5. The phrase "in conjunction with high performing" in line 260 is somewhat confusing

We explain this in line 250: "since the code generated has to adhere to a specific format to allow successful execution, we observe that many initial guesses of generated code fail because they do not obey these conditions". Moreover, our experiments on GPT-4o above also show that the insight stands, since we observe absolute improvements of 11% and 20% using AuPair compared to self-repair (strongest baseline).

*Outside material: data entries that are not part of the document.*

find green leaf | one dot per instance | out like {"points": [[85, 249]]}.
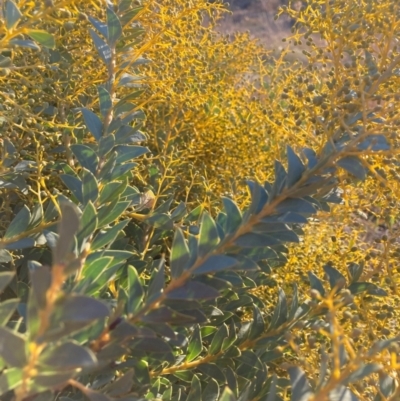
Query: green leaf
{"points": [[211, 392], [12, 14], [341, 393], [113, 212], [51, 380], [90, 187], [88, 221], [105, 100], [208, 237], [102, 47], [354, 166], [130, 15], [10, 379], [93, 270], [295, 167], [132, 95], [301, 389], [362, 372], [99, 25], [40, 282], [370, 288], [355, 270], [195, 390], [68, 355], [254, 240], [67, 229], [30, 44], [157, 282], [74, 184], [216, 263], [5, 279], [230, 340], [135, 291], [7, 308], [86, 157], [227, 395], [316, 283], [193, 290], [295, 205], [152, 345], [212, 371], [43, 38], [295, 302], [112, 190], [258, 324], [114, 27], [195, 344], [106, 144], [280, 313], [128, 152], [180, 255], [105, 237], [19, 224], [93, 123], [12, 348], [93, 395], [233, 215], [218, 339], [167, 315], [80, 308], [336, 279], [20, 244], [250, 359]]}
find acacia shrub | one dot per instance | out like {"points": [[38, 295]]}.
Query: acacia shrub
{"points": [[107, 320]]}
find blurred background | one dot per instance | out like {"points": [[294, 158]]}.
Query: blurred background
{"points": [[257, 17]]}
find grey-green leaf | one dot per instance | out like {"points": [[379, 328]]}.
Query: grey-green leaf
{"points": [[7, 308], [42, 37], [114, 28], [354, 166], [195, 345], [68, 355], [5, 278], [193, 291], [216, 263], [105, 100], [102, 47], [12, 348], [105, 237], [67, 229], [227, 395], [19, 224], [88, 221], [211, 392], [233, 215], [301, 389], [93, 123], [135, 291], [90, 187], [180, 255], [12, 14], [208, 238], [80, 308], [295, 167], [195, 390], [86, 157]]}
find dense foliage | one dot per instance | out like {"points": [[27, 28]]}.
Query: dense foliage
{"points": [[184, 216]]}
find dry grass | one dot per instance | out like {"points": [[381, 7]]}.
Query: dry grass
{"points": [[258, 20]]}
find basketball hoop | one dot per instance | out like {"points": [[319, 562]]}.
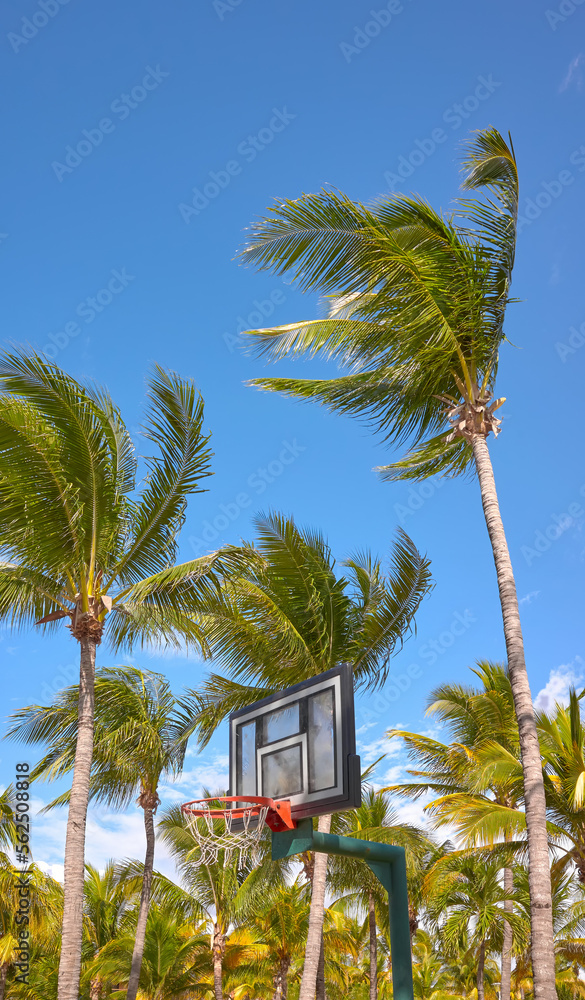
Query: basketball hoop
{"points": [[234, 824]]}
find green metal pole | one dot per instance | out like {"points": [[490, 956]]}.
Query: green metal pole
{"points": [[388, 863]]}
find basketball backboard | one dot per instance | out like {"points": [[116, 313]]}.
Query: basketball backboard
{"points": [[299, 745]]}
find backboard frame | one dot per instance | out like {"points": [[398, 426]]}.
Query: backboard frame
{"points": [[345, 793]]}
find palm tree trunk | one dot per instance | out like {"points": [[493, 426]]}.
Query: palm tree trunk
{"points": [[542, 942], [373, 949], [320, 989], [506, 977], [281, 980], [480, 972], [218, 949], [144, 905], [71, 934], [3, 975], [315, 934]]}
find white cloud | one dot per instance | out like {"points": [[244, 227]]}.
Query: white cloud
{"points": [[557, 687], [370, 752], [574, 74]]}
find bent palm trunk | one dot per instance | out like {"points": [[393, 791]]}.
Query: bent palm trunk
{"points": [[315, 934], [280, 981], [542, 945], [148, 802], [480, 972], [218, 950], [71, 936], [373, 949], [320, 993]]}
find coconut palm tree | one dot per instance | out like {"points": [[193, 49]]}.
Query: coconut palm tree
{"points": [[79, 546], [135, 746], [482, 807], [108, 899], [175, 963], [418, 301], [374, 820], [292, 617], [7, 825], [36, 921], [281, 927]]}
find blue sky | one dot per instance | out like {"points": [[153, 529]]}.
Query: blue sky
{"points": [[111, 260]]}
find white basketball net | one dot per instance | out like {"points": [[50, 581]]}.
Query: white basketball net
{"points": [[213, 835]]}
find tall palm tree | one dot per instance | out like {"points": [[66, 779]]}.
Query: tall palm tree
{"points": [[417, 312], [292, 617], [374, 820], [465, 902], [79, 546], [480, 805], [107, 901], [7, 825], [135, 745]]}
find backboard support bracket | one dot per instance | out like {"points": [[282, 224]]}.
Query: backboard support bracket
{"points": [[388, 863]]}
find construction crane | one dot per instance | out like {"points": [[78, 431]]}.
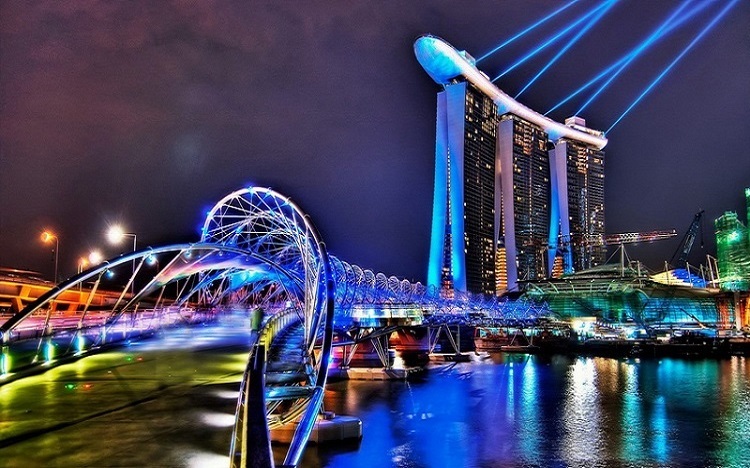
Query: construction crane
{"points": [[593, 240], [627, 237], [686, 245]]}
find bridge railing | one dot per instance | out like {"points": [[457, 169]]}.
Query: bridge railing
{"points": [[250, 437]]}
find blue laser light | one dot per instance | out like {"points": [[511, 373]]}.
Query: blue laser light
{"points": [[664, 72], [679, 22], [550, 41], [570, 44], [651, 39], [527, 30]]}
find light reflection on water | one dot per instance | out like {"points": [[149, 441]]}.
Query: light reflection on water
{"points": [[559, 411]]}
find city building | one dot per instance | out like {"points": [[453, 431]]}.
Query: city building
{"points": [[517, 195]]}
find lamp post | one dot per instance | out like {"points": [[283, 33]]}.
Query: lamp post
{"points": [[83, 262], [48, 237], [116, 234]]}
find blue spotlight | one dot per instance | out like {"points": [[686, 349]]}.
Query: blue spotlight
{"points": [[570, 44], [695, 40], [550, 41], [679, 22], [658, 32], [529, 29]]}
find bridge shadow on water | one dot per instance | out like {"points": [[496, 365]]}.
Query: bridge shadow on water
{"points": [[166, 401]]}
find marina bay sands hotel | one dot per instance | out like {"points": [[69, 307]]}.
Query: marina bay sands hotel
{"points": [[518, 196]]}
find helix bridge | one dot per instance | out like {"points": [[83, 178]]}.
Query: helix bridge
{"points": [[259, 253]]}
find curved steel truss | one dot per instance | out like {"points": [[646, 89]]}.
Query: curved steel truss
{"points": [[259, 252]]}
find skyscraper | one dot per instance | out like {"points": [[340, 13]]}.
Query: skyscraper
{"points": [[506, 180], [578, 180], [463, 240]]}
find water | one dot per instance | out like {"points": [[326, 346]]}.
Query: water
{"points": [[515, 410]]}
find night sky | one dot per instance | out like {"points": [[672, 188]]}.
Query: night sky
{"points": [[148, 112]]}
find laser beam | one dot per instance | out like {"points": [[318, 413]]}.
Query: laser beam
{"points": [[636, 52], [679, 22], [695, 40], [550, 41], [570, 44], [527, 30]]}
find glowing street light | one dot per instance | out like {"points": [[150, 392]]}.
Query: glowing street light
{"points": [[95, 257], [83, 262], [116, 234], [48, 237]]}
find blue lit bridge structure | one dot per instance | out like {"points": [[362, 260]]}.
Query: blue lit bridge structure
{"points": [[258, 253]]}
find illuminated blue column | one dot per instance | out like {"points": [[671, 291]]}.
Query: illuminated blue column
{"points": [[456, 114], [560, 215], [504, 152], [448, 195], [440, 197]]}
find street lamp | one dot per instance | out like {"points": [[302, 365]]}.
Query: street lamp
{"points": [[95, 257], [116, 234], [48, 237], [83, 262]]}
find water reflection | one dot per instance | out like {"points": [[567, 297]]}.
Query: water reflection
{"points": [[553, 411]]}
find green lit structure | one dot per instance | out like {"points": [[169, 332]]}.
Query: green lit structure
{"points": [[733, 250], [617, 295]]}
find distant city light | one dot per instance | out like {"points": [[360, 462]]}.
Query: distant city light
{"points": [[95, 257]]}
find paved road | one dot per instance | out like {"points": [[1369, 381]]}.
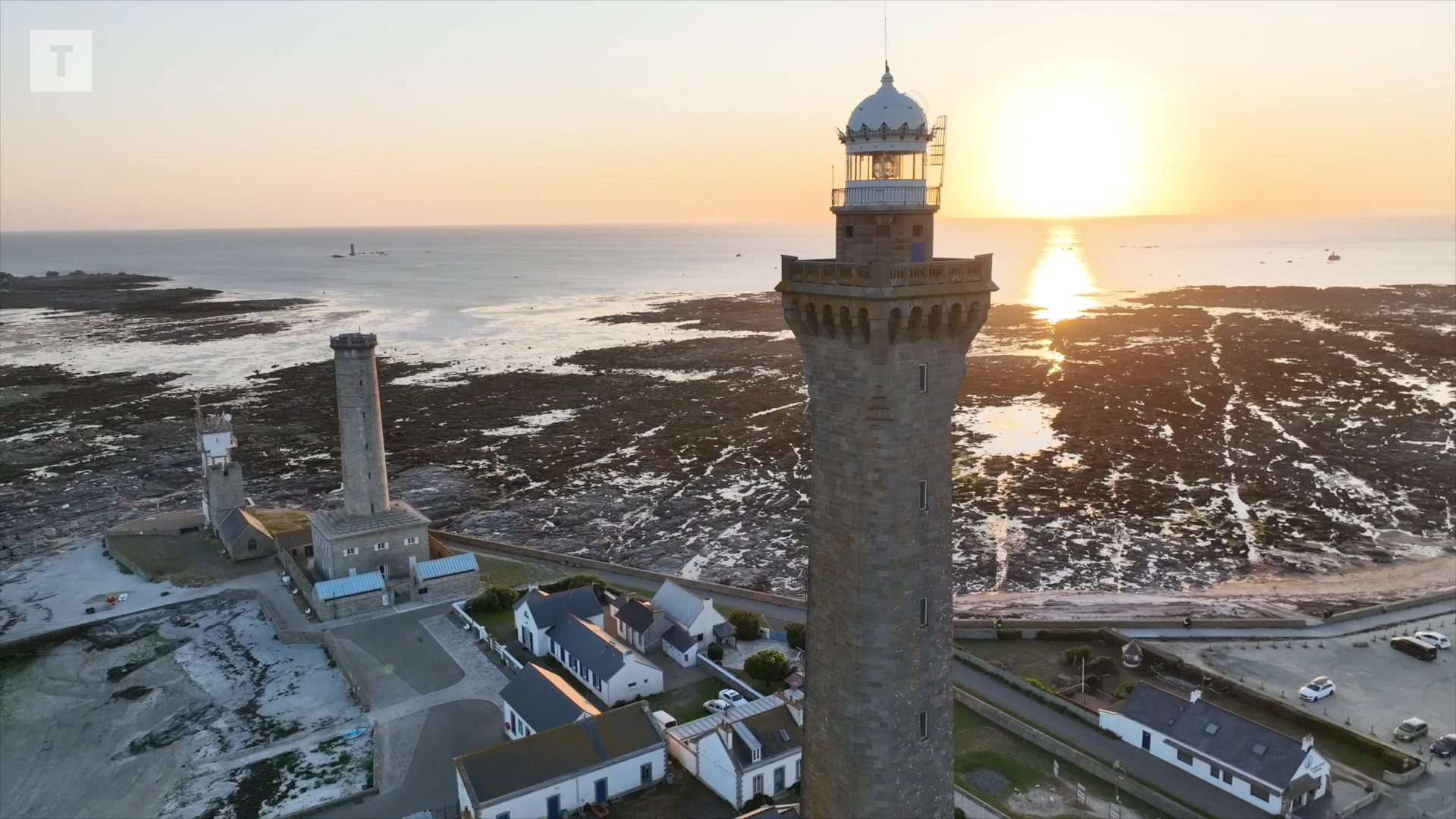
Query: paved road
{"points": [[440, 698], [1088, 738], [1430, 611]]}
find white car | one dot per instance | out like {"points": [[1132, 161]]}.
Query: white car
{"points": [[1318, 689], [1435, 639]]}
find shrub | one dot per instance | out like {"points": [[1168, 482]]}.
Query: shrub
{"points": [[767, 665], [746, 624], [492, 599], [795, 632], [1040, 686], [762, 800], [1071, 656]]}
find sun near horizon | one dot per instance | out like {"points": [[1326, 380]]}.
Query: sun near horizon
{"points": [[513, 114]]}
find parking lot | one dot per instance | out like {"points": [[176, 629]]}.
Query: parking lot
{"points": [[1376, 686]]}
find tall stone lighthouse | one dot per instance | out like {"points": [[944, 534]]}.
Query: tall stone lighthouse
{"points": [[373, 532], [886, 327]]}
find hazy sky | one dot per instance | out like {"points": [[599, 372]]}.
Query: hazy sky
{"points": [[310, 114]]}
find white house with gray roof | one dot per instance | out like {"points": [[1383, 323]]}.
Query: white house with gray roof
{"points": [[692, 614], [1270, 770], [536, 613], [538, 700], [565, 768], [615, 672], [746, 751]]}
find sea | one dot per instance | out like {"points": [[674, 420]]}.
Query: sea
{"points": [[490, 299]]}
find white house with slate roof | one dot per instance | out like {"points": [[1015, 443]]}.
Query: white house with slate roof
{"points": [[538, 611], [692, 614], [538, 700], [565, 768], [1273, 771], [745, 751], [615, 672]]}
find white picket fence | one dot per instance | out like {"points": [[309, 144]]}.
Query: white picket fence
{"points": [[485, 635]]}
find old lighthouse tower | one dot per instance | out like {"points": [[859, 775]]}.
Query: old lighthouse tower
{"points": [[886, 327]]}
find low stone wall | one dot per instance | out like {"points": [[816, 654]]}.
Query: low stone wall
{"points": [[1066, 752], [1030, 627], [584, 563], [286, 634], [1395, 607], [1025, 687], [1402, 779], [303, 585], [351, 673], [728, 676]]}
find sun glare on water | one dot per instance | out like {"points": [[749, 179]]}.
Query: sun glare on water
{"points": [[1062, 283]]}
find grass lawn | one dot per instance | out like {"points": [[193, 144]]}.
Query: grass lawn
{"points": [[685, 799], [686, 703], [1041, 659], [996, 764], [501, 624], [501, 572]]}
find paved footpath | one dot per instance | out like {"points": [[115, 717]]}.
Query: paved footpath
{"points": [[1375, 621], [1091, 739]]}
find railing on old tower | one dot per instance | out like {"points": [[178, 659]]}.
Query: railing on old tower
{"points": [[886, 196], [880, 275]]}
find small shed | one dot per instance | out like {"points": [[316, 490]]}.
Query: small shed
{"points": [[1131, 654]]}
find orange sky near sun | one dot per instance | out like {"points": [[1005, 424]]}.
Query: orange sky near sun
{"points": [[302, 114]]}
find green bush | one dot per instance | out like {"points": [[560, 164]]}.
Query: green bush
{"points": [[1037, 684], [1071, 656], [762, 800], [492, 599], [795, 632], [767, 665], [746, 624]]}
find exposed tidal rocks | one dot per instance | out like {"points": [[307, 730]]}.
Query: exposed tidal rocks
{"points": [[1174, 442]]}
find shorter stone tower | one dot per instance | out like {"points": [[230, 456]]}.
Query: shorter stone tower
{"points": [[372, 532], [221, 475]]}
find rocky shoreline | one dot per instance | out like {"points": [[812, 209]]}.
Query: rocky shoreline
{"points": [[1180, 441]]}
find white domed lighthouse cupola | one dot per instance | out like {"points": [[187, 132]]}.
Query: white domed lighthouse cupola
{"points": [[889, 146]]}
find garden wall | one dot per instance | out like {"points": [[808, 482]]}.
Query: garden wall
{"points": [[1063, 751]]}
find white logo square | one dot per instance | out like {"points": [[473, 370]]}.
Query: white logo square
{"points": [[60, 60]]}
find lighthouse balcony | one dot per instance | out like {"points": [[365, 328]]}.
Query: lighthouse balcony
{"points": [[881, 275], [886, 197]]}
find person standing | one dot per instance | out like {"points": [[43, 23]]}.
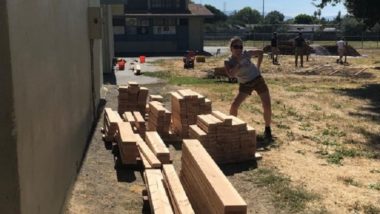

6. The necessity of the subtraction step is not intuitively clear

The fix quality matrix contains the score for each candidate pair for each validation problem. After picking the pair with the best mean score, we subtract this score from the matrix because only after removing the previous best pair can we find the complementary next best pair.

7. Missing references

We will include the mentioned references in the Related Work section.